It is difficult to explain what kind of an event this will be. It has always been evident that John Baird wanted to make some kind of a statement in his lifetime. Nobody really believed it was his final act when he left the Harper cabinet. He always seemed to want to do more. He has seemed to be struggling ever since to make a statement.
It all made sense when he agreed to do the West Block show on Global Television on Sunday. If he is not studying the field for a run at the conservative leadership, why was he there? He knew all the right moves and he made them. Like a debutante, he is responding to the calling.

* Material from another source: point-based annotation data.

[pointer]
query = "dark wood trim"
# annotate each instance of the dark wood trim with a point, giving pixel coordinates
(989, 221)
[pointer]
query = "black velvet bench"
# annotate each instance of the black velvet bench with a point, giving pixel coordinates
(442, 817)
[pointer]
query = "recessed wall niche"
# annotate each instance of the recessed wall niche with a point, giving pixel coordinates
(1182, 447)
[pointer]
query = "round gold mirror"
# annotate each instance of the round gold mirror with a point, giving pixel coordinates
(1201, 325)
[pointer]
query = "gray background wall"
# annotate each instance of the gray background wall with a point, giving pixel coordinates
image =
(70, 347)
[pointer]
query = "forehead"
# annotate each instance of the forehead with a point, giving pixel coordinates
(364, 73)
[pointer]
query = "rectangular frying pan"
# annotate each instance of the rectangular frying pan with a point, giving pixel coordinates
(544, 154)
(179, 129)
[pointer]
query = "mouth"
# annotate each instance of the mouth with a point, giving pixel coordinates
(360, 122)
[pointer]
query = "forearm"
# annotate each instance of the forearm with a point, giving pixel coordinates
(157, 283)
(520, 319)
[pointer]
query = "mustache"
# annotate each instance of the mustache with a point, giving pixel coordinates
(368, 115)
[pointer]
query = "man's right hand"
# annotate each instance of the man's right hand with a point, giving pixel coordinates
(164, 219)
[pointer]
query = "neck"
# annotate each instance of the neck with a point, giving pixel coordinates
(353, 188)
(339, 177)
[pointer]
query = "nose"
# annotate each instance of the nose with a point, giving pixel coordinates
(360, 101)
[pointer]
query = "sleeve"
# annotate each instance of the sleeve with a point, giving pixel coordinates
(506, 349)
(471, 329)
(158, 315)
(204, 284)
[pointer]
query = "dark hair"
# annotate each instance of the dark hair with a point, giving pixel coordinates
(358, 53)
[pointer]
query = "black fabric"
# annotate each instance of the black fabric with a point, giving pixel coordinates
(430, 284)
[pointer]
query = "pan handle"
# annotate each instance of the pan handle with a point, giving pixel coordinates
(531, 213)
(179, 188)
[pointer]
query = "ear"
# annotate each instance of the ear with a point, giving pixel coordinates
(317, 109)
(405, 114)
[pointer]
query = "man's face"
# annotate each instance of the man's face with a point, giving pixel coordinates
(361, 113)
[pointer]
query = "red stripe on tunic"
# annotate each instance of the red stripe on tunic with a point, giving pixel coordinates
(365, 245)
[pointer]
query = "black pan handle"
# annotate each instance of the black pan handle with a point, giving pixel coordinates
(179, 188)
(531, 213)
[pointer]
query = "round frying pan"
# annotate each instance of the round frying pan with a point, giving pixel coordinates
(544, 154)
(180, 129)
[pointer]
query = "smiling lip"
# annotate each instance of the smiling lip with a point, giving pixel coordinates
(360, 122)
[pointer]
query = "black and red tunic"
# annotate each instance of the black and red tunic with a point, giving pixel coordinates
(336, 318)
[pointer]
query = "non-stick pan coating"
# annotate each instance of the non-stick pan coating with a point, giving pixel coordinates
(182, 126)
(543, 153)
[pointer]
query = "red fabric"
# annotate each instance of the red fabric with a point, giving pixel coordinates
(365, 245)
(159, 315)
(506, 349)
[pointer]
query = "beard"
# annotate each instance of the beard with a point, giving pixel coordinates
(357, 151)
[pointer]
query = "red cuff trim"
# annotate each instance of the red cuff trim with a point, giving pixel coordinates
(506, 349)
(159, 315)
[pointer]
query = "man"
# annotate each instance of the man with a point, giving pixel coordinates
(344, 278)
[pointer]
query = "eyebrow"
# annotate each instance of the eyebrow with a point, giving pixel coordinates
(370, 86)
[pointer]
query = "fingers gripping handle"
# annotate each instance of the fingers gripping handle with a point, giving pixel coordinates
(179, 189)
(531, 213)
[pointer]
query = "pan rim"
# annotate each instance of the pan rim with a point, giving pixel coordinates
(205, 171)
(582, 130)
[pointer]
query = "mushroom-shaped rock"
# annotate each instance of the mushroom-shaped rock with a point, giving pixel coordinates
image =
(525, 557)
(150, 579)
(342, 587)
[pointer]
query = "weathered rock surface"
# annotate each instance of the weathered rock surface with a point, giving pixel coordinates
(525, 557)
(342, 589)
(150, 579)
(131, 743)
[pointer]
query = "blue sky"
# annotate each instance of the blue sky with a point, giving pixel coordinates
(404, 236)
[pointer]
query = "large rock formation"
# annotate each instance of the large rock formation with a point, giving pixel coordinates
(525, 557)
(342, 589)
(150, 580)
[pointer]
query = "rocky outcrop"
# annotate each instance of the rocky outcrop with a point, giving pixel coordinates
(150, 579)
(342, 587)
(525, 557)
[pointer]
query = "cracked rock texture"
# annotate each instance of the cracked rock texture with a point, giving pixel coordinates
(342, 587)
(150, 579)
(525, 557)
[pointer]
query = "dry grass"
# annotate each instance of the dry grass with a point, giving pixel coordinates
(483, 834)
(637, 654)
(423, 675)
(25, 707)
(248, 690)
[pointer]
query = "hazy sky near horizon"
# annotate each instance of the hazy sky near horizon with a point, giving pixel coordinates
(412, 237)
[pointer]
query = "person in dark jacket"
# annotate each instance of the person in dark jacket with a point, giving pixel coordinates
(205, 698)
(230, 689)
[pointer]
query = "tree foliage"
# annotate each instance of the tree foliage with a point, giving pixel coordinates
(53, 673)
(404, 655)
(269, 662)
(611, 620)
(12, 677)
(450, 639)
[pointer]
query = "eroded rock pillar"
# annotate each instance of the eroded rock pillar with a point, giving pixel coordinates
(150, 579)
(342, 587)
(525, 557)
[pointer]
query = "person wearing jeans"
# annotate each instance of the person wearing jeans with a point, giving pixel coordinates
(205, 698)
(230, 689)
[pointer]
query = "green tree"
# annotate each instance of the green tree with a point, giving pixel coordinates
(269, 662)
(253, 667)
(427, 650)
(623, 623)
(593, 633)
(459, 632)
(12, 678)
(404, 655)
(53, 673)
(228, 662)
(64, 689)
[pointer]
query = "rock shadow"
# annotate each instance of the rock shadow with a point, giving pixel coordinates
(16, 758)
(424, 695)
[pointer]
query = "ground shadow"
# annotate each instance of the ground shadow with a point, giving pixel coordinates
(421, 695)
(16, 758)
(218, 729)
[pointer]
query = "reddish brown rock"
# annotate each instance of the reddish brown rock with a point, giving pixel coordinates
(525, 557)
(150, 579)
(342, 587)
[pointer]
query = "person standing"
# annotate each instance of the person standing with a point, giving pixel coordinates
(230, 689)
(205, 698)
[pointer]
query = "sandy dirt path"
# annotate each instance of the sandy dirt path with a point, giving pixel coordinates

Look at his friend Jason Kenney. Kenney went west and found a calling. He is now the much-quoted premier of Alberta—the thorn in Justin Trudeau’s backside.
I always wrote of Jason Kenney and John Baird as Stephen Harper’s Bobbsey Twins. Those two just belonged on the same page. At the time, they were two 40-something bachelors who had made politics their careers. They both know how to manipulate that mean streak that runs through Canada’s conservative party to-day.
What impressed me most is that John Baird did not go after Trudeau’s new foreign affairs minister, François-Philippe Champagne. He said that he felt the Trudeau minister was doing a good job in John’s old portfolio and there was no need to criticize him for his handling of a difficult task, at a difficult time.
And that might be the tone that the conservatives across Canada are looking for in their next leader. They appear tired of the constant attack mode of their party at both the federal and provincial levels.
Even Jason Kenney has changed his tone a bit lately. It might be that the prime minister has been keeping his deputy, Chrystia Freeland, between them. Anything that can ward off the constant attacks from the west is helpful.